Now a visitor, Beasley set to play again in Miami
MIAMI (AP) -- Michael Beasley spent two years learning the nuances of NBA play from Udonis Haslem, and quietly showed appreciation this summer for those countless lessons.
It was at the funeral for Haslem's mother. Barely three weeks after being traded from Miami -- months of pleas to stay with the Heat having ultimately fallen on deaf ears -- Beasley quietly and somewhat unexpectedly returned to stand by the player who always stood by him.
"That says a lot about Beas," Haslem said. "He could have just got as far away as he could from Miami and never looked back."
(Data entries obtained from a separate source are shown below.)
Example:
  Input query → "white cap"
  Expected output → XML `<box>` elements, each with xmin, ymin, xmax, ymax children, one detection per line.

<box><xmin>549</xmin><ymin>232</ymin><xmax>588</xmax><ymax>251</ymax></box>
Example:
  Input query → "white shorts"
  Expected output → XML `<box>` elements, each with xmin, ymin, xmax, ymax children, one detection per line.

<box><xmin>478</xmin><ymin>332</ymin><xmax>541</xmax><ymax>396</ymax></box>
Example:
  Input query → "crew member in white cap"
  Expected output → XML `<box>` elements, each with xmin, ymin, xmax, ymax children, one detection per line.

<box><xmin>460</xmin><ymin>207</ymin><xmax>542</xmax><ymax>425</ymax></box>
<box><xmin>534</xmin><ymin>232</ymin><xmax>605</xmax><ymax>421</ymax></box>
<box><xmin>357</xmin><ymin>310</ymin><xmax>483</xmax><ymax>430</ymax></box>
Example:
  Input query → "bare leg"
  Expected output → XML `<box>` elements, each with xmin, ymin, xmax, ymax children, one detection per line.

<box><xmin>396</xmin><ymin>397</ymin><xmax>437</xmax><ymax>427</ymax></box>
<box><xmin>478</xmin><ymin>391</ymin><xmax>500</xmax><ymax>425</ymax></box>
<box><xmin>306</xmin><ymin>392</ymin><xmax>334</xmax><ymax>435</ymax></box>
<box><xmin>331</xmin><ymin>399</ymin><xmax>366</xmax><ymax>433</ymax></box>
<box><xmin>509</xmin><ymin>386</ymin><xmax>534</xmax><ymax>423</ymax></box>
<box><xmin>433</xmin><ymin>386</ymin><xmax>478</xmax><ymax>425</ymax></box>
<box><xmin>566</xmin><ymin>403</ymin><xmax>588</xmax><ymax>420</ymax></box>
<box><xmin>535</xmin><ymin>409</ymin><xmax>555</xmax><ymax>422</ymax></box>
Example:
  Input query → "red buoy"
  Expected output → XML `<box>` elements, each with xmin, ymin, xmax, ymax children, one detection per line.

These days, Beasley isn't looking back at much of anything.
Determined to embrace a new opportunity in Minnesota, Beasley returns to Miami for the first time as an opponent on Tuesday night when he and the Timberwolves (1-2) get their first live look at the rebuilt Heat (3-1).
"I don't really worry about too much in the past," said Beasley, the No. 2 pick in the 2008 draft who leads Minnesota in scoring so far at 14.7 points per game. "The Miami Heat is in my past. The Timberwolves are my future. This is just another regular away game. This is a game we've got to win."
It's been an adjustment, Beasley getting used to Minnesota. The Wolves run a triangle offense, which is complex to learn, and Beasley acknowledges that process is ongoing.
But fitting into the locker room has been easy for Beasley, and his lighthearted ways have been embraced.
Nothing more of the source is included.